Thursday, August 23, 2007

Gaby Said A Great Thing, But It Wasn't In Video Form So She Couldn't Blog It

Gaby is my friend and living partner, in the non-sexual way. We spend a good portion of our respective workdays parlaying witticisms back and forth via email, as well as news items we feel would be relevant to each other's lives, like "OMG did you read about the HPV under men's fingernails? I puked in my pants!" and such.

Sometimes Gaby emails me something so alluring and hilarious that I can think of nothing else but its blog-worthiness. "Blog it!" I reply to these items, before remembering that unlike the messy one night stand that is The Perfect Ratio, Gaby's blog has a unified theme. And that theme is video.

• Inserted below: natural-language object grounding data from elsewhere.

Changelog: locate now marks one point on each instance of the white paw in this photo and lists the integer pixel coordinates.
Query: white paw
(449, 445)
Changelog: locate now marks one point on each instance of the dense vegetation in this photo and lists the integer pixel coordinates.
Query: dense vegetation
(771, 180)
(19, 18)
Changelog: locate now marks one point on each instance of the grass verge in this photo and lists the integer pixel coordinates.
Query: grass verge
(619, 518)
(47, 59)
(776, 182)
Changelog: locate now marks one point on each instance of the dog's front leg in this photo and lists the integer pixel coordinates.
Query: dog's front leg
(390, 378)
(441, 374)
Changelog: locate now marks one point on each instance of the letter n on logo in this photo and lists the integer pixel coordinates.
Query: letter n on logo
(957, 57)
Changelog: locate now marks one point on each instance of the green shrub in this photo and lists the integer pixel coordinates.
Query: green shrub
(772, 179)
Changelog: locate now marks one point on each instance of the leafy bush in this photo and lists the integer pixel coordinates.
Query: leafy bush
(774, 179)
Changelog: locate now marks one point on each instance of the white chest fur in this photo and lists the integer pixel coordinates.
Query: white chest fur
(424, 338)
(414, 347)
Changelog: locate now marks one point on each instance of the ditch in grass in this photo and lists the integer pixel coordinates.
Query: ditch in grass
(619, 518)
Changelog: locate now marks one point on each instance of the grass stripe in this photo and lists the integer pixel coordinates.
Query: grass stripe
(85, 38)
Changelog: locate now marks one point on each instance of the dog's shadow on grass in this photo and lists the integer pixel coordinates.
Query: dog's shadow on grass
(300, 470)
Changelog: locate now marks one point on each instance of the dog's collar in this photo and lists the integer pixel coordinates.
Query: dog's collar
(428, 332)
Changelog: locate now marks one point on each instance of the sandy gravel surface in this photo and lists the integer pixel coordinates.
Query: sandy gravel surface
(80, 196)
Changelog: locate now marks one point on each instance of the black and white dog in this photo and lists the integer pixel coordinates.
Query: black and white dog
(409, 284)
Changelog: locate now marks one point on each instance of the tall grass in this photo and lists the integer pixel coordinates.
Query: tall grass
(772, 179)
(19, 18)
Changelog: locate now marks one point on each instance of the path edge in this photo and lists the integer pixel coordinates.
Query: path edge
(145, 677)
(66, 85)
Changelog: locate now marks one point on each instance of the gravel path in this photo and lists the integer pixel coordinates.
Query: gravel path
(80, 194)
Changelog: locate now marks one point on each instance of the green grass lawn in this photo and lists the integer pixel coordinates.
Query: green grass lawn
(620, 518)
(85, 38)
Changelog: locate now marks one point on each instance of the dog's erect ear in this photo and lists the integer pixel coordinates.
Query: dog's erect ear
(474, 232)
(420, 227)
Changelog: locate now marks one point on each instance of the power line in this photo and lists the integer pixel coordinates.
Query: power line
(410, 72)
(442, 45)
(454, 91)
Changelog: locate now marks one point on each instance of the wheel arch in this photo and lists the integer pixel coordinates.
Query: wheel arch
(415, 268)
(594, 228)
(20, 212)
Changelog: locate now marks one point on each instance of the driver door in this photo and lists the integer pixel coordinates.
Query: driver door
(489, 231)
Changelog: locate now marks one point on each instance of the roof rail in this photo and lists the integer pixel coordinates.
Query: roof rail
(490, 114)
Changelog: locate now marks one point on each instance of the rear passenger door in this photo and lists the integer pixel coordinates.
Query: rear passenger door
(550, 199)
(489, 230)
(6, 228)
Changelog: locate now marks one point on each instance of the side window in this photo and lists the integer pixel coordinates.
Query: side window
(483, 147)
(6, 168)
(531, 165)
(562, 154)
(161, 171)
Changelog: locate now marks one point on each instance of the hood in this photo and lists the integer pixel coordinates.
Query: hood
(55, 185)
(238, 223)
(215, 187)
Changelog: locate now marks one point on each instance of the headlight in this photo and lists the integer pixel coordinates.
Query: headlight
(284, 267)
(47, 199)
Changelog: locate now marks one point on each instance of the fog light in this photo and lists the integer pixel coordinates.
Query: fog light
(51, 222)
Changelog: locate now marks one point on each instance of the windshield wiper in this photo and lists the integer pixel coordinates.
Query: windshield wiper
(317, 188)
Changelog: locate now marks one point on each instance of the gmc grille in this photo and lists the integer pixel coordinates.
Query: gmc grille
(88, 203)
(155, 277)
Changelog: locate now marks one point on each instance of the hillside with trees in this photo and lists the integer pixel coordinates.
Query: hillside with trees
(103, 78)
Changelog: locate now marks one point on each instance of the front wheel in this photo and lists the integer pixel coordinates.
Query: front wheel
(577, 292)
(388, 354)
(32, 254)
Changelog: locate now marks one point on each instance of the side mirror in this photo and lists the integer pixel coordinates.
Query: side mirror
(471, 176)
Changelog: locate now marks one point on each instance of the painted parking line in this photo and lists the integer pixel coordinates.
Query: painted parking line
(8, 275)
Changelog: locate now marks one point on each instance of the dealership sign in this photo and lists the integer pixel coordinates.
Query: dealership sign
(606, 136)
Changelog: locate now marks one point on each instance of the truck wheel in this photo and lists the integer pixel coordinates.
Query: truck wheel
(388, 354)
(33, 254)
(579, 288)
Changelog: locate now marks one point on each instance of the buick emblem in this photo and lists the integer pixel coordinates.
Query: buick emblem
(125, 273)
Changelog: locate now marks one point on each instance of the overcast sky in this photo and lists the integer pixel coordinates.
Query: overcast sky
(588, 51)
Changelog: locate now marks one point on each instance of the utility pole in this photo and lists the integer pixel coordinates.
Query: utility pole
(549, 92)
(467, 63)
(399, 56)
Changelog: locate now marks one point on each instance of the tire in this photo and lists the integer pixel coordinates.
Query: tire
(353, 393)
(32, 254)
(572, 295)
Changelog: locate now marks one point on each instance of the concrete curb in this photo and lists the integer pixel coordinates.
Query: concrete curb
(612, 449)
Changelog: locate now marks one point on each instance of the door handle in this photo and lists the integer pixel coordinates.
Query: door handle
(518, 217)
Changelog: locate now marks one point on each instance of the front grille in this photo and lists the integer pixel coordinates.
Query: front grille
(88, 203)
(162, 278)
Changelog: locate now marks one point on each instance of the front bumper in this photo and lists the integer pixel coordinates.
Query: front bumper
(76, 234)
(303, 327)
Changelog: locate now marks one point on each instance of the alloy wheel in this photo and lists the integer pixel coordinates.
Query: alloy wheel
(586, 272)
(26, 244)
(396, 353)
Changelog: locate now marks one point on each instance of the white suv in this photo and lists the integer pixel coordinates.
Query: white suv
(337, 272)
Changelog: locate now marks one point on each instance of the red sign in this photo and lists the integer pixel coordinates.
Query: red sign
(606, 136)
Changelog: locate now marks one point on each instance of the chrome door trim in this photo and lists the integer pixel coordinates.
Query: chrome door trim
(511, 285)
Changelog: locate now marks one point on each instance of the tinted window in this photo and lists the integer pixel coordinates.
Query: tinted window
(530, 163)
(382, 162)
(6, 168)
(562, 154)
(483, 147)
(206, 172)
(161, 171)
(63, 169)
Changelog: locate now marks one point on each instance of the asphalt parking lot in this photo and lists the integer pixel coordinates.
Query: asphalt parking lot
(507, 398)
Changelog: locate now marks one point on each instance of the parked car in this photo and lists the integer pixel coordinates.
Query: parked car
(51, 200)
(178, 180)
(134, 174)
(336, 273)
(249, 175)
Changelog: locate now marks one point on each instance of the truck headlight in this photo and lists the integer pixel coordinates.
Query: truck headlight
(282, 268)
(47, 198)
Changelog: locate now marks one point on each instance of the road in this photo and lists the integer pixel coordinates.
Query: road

Like today's genius term "Dane Cookster."

It all started with:

Gaby: Oh no, do you have IBS because you don't yell at me enough???:

Me: oh gawd, this article is giving me IBS. Like really. Does this mean you're more likely to get heart disease because I come home with work-related stress?!

Gaby: It means you'll just really, really enjoy all those relaxing colonics at Canyon Ranch!

I just ran into some boy I went to high school with. He's a Dane Cook-ster, a new word I have invented for dudes who straddle a line between jerk hipster and fratboy Dane Cook-type.

Me: um, Dane Cook-ster is so so brill. I'm totally impressed. I wish it were a video so you could blog it. Maybe I'll do a "Gaby Said a Great Thing, But it Wasn't in Video Form So She Couldn't Blog It" column on my blog.

Gaby: I like it. The column image could be me doing a Borat-style thumbs-up gesture!

Hence I present this new column, titled "Gaby Said A Great Thing, But It Wasn't In Video Form So She Couldn't Blog It."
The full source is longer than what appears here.